Seas pose a formidable challenge to climate scientists. On one hand, they are as big a player in the global climate system as the atmosphere. As a result, “global warming is ocean warming," oceanographer Gregory Johnson writes in a commentary on the new study, appearing today in Nature Climate Change. But vast swaths of the ocean are poorly measured, particularly in the Southern Hemisphere.
To fill that gap, the authors of the new study focused south of the equator in developing a new estimate of how much heat the ocean stores. In particular, scientists at the U.S. Department of Energy (DOE) and NASA looked at satellite measurements of sea-level height, which they can use as a proxy for heating. That’s because as oceans warm, water expands, causing sea levels to rise. The researchers found that climate models have generally simulated recent sea-level rise accurately, when considering hemispheric-scale changes. Then, using model simulations, they looked into the past, calculating how ocean heat content has changed since 1970. In particular, they tested whether observed changes in heat content were consistent with the change simulated by the models. The figures generally matched over more recent decades, but they uncovered a large discrepancy prior to 2004, when more comprehensive data began to pour in from instrumented Argo floats. The results suggest that previous estimates of the heat stored in the upper 700 meters of the ocean since 1970 have been too low. In the Southern Ocean in particular, they estimate past heat tallies were 48% to 152% too low. Globally, past estimates could be as much as 25% off.

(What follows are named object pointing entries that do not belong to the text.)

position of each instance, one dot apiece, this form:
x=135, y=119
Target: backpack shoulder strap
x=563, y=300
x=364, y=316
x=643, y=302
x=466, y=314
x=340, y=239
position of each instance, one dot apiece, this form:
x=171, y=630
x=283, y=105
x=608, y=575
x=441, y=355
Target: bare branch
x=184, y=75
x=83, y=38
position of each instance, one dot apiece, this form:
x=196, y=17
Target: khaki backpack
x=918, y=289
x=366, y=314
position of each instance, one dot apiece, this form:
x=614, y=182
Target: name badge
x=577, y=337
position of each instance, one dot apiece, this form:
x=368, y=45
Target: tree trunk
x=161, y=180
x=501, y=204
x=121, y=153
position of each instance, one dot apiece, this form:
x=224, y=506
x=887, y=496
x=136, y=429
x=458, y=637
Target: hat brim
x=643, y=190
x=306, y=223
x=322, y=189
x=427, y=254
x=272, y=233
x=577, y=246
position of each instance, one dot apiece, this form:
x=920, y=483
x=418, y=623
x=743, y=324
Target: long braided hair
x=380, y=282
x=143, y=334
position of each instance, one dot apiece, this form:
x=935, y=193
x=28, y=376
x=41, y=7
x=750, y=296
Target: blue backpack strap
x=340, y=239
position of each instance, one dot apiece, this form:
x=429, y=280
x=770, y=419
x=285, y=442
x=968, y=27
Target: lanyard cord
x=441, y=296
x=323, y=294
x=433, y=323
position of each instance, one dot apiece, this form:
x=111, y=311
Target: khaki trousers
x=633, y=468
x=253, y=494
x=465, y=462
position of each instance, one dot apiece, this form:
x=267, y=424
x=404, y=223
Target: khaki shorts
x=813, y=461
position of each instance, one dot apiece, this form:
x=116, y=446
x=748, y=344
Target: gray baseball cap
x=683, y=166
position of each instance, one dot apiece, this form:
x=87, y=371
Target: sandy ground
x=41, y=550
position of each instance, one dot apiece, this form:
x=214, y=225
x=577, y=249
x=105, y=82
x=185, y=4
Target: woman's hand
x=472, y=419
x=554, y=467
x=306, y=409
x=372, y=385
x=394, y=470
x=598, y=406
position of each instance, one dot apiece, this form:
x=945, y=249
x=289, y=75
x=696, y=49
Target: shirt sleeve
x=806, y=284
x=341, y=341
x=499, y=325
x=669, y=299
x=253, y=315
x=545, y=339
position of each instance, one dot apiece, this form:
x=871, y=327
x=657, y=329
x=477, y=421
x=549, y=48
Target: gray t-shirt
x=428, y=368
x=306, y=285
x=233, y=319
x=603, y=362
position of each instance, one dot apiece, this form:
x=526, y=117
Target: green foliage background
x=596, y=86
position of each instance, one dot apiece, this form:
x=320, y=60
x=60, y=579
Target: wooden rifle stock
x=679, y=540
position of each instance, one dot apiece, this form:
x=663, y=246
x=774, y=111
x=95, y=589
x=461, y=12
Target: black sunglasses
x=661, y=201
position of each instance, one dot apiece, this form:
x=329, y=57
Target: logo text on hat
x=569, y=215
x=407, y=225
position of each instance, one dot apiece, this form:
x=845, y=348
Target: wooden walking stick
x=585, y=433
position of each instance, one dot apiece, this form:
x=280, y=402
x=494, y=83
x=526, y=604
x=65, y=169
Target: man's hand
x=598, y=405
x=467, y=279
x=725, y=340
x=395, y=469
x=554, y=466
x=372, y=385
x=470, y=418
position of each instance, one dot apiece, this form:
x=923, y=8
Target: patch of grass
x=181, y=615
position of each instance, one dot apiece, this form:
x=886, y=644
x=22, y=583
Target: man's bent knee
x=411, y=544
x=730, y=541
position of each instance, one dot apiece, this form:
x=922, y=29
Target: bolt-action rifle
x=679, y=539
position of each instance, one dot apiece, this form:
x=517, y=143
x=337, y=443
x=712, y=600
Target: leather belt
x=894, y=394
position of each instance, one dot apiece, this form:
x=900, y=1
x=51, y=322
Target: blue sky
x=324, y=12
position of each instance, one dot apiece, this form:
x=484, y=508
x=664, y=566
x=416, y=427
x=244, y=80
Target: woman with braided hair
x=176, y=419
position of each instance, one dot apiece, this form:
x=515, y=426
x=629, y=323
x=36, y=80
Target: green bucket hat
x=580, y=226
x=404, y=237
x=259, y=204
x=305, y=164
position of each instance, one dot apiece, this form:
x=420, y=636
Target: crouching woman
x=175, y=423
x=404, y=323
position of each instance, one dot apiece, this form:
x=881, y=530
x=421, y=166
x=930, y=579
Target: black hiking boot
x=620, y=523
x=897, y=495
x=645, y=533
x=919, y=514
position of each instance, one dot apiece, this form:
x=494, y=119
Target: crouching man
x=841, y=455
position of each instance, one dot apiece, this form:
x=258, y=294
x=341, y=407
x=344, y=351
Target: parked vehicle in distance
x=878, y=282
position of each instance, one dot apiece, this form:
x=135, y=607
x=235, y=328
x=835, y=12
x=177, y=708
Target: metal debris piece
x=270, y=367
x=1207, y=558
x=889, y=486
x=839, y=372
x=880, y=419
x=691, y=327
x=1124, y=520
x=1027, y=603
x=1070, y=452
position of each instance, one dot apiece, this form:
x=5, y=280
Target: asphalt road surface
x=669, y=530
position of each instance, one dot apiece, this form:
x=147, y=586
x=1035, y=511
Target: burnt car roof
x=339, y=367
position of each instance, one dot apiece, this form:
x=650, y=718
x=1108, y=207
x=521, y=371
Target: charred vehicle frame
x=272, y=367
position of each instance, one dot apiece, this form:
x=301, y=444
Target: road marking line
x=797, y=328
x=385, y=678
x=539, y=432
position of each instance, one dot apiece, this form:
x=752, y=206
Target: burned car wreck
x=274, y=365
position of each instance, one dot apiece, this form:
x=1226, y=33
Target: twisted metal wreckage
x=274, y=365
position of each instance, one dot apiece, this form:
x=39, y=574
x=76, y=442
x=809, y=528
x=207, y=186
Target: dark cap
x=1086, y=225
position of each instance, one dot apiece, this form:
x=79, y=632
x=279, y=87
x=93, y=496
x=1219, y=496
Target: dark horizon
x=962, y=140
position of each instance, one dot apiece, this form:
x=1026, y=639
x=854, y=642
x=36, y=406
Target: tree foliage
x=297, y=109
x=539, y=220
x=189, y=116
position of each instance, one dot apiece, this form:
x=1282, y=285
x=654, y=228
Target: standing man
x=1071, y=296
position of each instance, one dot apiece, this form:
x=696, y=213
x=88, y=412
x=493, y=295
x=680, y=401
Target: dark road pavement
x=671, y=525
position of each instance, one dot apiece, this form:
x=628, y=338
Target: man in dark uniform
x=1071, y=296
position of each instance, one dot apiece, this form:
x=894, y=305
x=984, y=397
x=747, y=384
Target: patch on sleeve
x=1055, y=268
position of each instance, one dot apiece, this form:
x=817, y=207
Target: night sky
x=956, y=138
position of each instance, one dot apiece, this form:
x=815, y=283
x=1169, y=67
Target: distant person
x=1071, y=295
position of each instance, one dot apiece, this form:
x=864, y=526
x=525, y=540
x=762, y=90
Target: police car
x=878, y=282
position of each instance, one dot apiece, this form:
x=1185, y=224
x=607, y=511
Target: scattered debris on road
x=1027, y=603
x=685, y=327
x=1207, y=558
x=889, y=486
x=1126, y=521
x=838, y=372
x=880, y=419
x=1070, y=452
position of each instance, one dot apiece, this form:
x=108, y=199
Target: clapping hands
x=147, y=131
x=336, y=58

“The thing that was surprising to me was the magnitude of this underestimation,” says lead author Paul Durack, an oceanographer with DOE’s Lawrence Livermore National Laboratory in California. The findings suggest that previous observed estimates may be underestimating the planet’s sensitivity to the buildup of carbon dioxide, he adds. (Climate sensitivity is a key issue in climate science.) The paper is valuable in its use of real-world data and simulations to “cross-check” one another, says oceanographer Gregory Johnson of the Pacific Marine Environmental Laboratory in Seattle, Washington.
Meanwhile, a second paper published today in the same journal tries to shed light on warming in another poorly sampled part of the ocean: the deep. The vast majority of existing ocean temperature records are collected by buoys and cover the sea’s top 2000 meters. The average depth of the ocean, however, is 4300 meters, with some basins extending down to 6000 meters. Using sea-level and buoy data, a team led by William Llovel, an oceanographer at the Jet Propulsion Laboratory in Pasadena, California, attempted to estimate warming below 2000 meters. Their results suggest that the deep ocean has barely warmed since 2005—but includes big error bars that leave plenty of uncertainty.
That uncertainty illustrates why better measurements of the ocean are required, Johnson says. And help may be coming: This year, researchers began testing new drifting research buoys, dubbed Deep Argo, that are capable of descending to 6000 meters to take temperatures and other measurements.
*Correction, 5 October, 7:30 p.m.: The headline and text have been corrected to make it clear that past observations, not models, may have underestimated ocean warming. The description of the first study's results has been altered in the interest of clarity.